Hermione's placement

jferer jferer at yahoo.com
Tue Aug 27 19:09:56 UTC 2002


No: HPFGUIDX 43243

uncmark:"Your little vignette was interesting, but a little too Harry-
centric for my choice. I think you overlook a lot of examples in the 
CofS of Hermione's sheer bravery. 

Here is a TWELVE YEAR OLD GIRL who finds herself the most obvious 
target of an ancient unknown monster and what did she do? (What would 
any reader do at age 12? Personally I would have faked an illness and 
gone home, hiding under my bed!) Hermione applies her 
formidable 'books and cleverness' and concocts a potion that was 
probably above NEWT level in her second year! This  was at the risk 
of expulsion if discovered and resulted in a cat  transformation of 
several weeks!"

You cited more examples of Hermione's smarts and bravery.

Very true, and no slighting of Hermione was intended - quite the 
opposite.
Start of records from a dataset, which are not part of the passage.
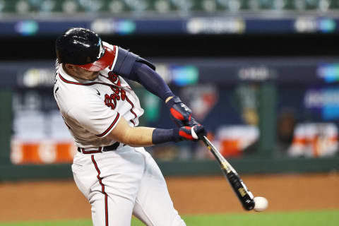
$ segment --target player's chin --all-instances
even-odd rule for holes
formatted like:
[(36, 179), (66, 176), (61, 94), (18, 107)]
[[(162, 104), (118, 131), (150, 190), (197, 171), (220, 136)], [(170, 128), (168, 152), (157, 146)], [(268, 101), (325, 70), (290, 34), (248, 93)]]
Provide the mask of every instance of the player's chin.
[(95, 79), (97, 78), (97, 77), (99, 77), (100, 73), (100, 71), (96, 71), (96, 72), (93, 73), (93, 76), (90, 77), (90, 78), (89, 80), (95, 81)]

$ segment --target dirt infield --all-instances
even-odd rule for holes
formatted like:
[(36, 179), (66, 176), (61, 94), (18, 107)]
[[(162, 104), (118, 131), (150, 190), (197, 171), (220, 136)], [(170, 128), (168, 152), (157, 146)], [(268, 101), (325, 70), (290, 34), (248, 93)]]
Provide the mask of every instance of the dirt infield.
[[(339, 174), (243, 176), (254, 196), (266, 197), (268, 211), (339, 208)], [(244, 212), (222, 177), (168, 177), (181, 214)], [(68, 181), (0, 184), (0, 221), (90, 218), (90, 206)]]

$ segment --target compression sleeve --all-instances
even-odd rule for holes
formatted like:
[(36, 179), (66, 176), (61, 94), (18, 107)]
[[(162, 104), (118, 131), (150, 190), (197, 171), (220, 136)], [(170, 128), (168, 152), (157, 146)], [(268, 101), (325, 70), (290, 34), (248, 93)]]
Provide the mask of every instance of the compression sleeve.
[(128, 78), (143, 85), (147, 90), (164, 101), (169, 97), (174, 96), (162, 78), (143, 63), (135, 61)]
Hermione has grown amazingly in her time at Hogwarts, as 
much as Harry himself has or even more.  If she'd gone to Ravenclaw, 
she might have been the same little busybody at 14 she was at 11. Not 
now!

I plead length considerations for not listing all the ways Hermione 
showed her bravery and smarts. It would be a long list.

In the course of Hermione's conversation with Dumbledore, he did give 
her full credit for all the things she's done, even if he didn't 
enumerate them all. He calls her a champion (in the chivalric sense) 
of the school and the wizard world at large, and says, "among the 
great you are" and will be.

Having said all that, Harry's going to get more glory than she will. 
It's the "man of action" who gets the fame. Fair, it's not, but it 
happens. Hermione is brave as well as smart, but she will always be 
known for brains first.

"Mankind honors the wise but elevates the brave."

BTW, amen about the "if we ever get them" (Books 5-7) part.